Suspirei alto e corri pra minha cama. Não sei porquê, mas comecei a chorar muito, eu estava num mix de emoções, misturado ao trauma passado, ao caixa da mercearia, à depressão e à FOME... (álcool nunca caiu bem em mim). Até que adormeci de repente, sem tomar banho, sem escovar os dentes, sem tirar o salto, eu estava completamente bêbada. Acordei às 11:00, era um domingo afinal, e passei o dia INTEIRO sentindo uma dor de cabeça latejante, mas eu não iria conseguir sair pra comprar remédio, não nesse estado. 

Eu não havia comido nada até agora, passei o dia todo na cama, sem sentir fome e com uma depressão profunda, apenas olhando pro teto, sem pensar em nada. Já são 19:00, melhor eu me levantar pra comer, amanhã começa tudo de novo.
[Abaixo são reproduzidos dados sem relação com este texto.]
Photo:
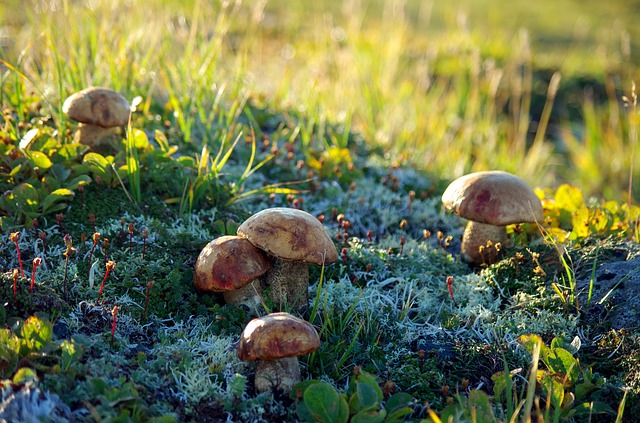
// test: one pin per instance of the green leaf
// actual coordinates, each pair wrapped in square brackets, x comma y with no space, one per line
[36,332]
[562,363]
[97,162]
[367,395]
[71,352]
[325,404]
[77,181]
[369,416]
[552,386]
[594,407]
[56,196]
[24,197]
[38,159]
[72,151]
[24,375]
[529,341]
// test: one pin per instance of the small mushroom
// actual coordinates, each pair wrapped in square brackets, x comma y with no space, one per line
[293,238]
[100,111]
[275,341]
[232,266]
[490,200]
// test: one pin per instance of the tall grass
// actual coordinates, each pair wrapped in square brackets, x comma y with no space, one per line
[436,94]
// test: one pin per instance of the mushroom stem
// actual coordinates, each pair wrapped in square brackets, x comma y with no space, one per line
[477,235]
[249,295]
[281,374]
[289,282]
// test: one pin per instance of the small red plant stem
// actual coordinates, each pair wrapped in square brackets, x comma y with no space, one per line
[110,265]
[43,238]
[70,250]
[15,284]
[146,299]
[114,313]
[96,238]
[130,229]
[145,234]
[450,289]
[36,262]
[105,244]
[15,236]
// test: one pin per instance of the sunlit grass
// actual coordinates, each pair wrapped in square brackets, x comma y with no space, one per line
[427,86]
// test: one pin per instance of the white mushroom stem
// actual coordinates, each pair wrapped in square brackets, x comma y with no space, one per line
[476,235]
[289,282]
[281,374]
[249,295]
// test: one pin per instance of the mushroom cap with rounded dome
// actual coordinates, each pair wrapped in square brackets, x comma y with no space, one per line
[276,336]
[98,106]
[228,263]
[493,197]
[290,234]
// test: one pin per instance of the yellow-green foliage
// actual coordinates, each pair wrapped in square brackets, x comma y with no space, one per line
[569,216]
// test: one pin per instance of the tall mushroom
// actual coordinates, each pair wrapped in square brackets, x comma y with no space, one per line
[100,111]
[490,200]
[232,266]
[275,341]
[293,238]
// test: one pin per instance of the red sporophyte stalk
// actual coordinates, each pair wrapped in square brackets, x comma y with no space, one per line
[114,313]
[145,234]
[43,238]
[15,236]
[96,238]
[130,228]
[105,245]
[92,220]
[450,289]
[110,265]
[70,250]
[146,299]
[98,182]
[36,262]
[15,284]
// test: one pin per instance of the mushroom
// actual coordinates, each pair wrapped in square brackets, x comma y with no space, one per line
[100,111]
[293,238]
[276,340]
[490,200]
[232,266]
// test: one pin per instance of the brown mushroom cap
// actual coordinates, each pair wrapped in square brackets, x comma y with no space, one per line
[97,106]
[276,336]
[290,234]
[493,197]
[228,263]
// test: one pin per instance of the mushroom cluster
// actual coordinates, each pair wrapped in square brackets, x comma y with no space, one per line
[274,246]
[293,239]
[100,113]
[490,200]
[232,266]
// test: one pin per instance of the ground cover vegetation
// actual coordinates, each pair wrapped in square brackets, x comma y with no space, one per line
[359,113]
Fui até a cozinha, abrindo a geladeira, e não tinha nada, havia apenas alimentos crus nos armários, como macarrão, farinhas, etc... Eu não ia conseguir preparar nada, então tive que pedir um delivery.

Enquanto esperava, me estiquei no sofá, liguei a TV e comecei a mexer no celular. Que dia péssimo... Me sinto completamente inútil. Coloquei um vídeo no YouTube pra passar o tempo, mas começou a passar anúncios que não tinham opção de pular. Usei o tempo deles pra ficar olhando pra televisão. Meu olho se fixou lá por cerca de 10 segundos. Foi o suficiente.

Eu vi...

Eu... vi.

Nesse curto intervalo de segundos, eu senti uma brisa fria correr por todo o meu corpo, todos os meus pelos arrepiando como se eu estivesse sendo eletrocutada, a paralisia tomou conta de todos os meus músculos agora, minha visão estava tentando me pregar uma peça, meu cérebro tentava batalhar contra isso, mas era tudo real, eu não estava alucinando. Meu cérebro tinha total razão contra minhas emoções, não era uma visão fantasiosa, não era um surto psicótico. Era realmente... aquilo.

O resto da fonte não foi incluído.